Running independent `nn.Module` instances in `nn.ModuleList` truly in parallel in PyTorch

I have a PyTorch model that consists of multiple independent FullyConnectedNetwork instances stored inside an nn.ModuleList. Here’s the code:

import torch.nn as nn

class FullyConnectedNetwork(nn.Module):
    def __init__(self):
        super(FullyConnectedNetwork, self).__init__()
        self.fc1 = nn.Linear(20, 10)
        self.fc2 = nn.Linear(10, 1)
    
    def forward(self, x):
        x = self.fc1(x)
        x = self.fc2(x)
        return x

class ParallelFCN(nn.Module):
    def __init__(self, n):
        super(ParallelFCN, self).__init__()
        self.models = nn.ModuleList([FullyConnectedNetwork() for _ in range(n)])
    
    def forward(self, x):
        outputs = [model(x[:, i*20:(i+1)*20]) for i, model in enumerate(self.models)]
        return torch.cat(outputs, dim=1)

# Example usage:
n = 1000
model = ParallelFCN(n)
print(model)

Currently, I’m using a for-loop to pass data through each FullyConnectedNetwork instance.
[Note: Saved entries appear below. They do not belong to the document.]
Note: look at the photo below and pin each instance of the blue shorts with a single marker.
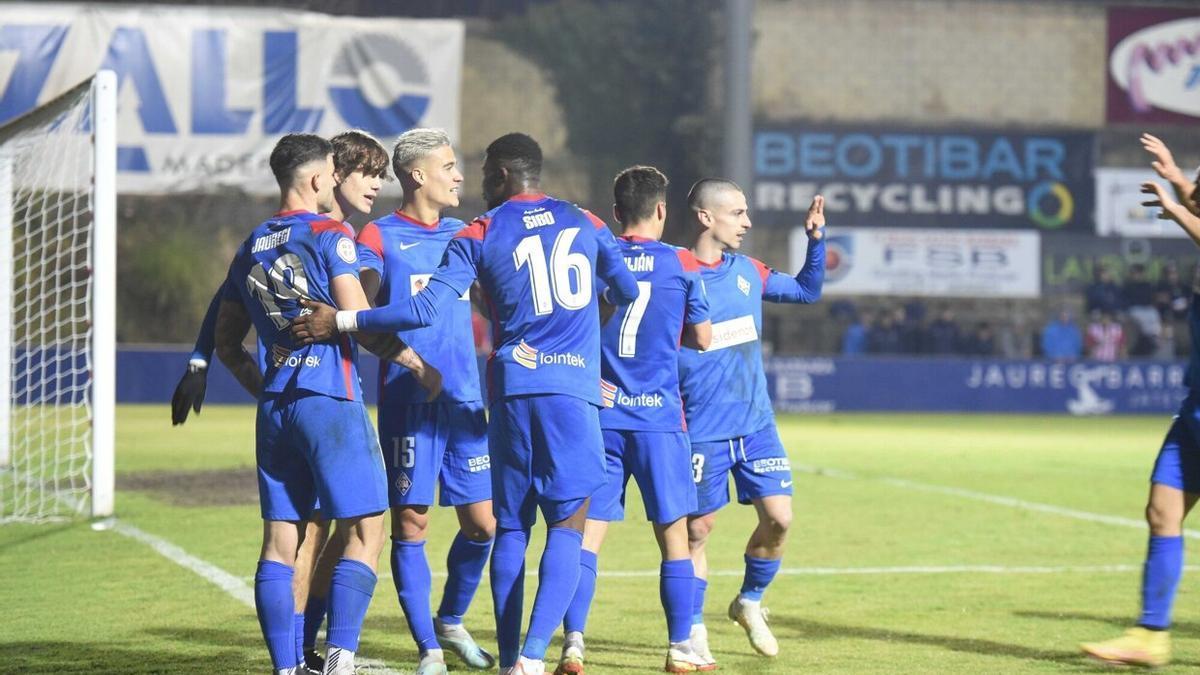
(759, 464)
(426, 444)
(310, 447)
(1179, 460)
(546, 453)
(660, 461)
However, I realize that this approach is not truly parallel in a software sense.

Given that each FullyConnectedNetwork is independent of the others, is there a way to run them truly in parallel, perhaps using multi-threading, multi-processing, or any other method in PyTorch?

I need it because the number of my modules can get really big, as big as 400, and processing then using a for loop is very slow.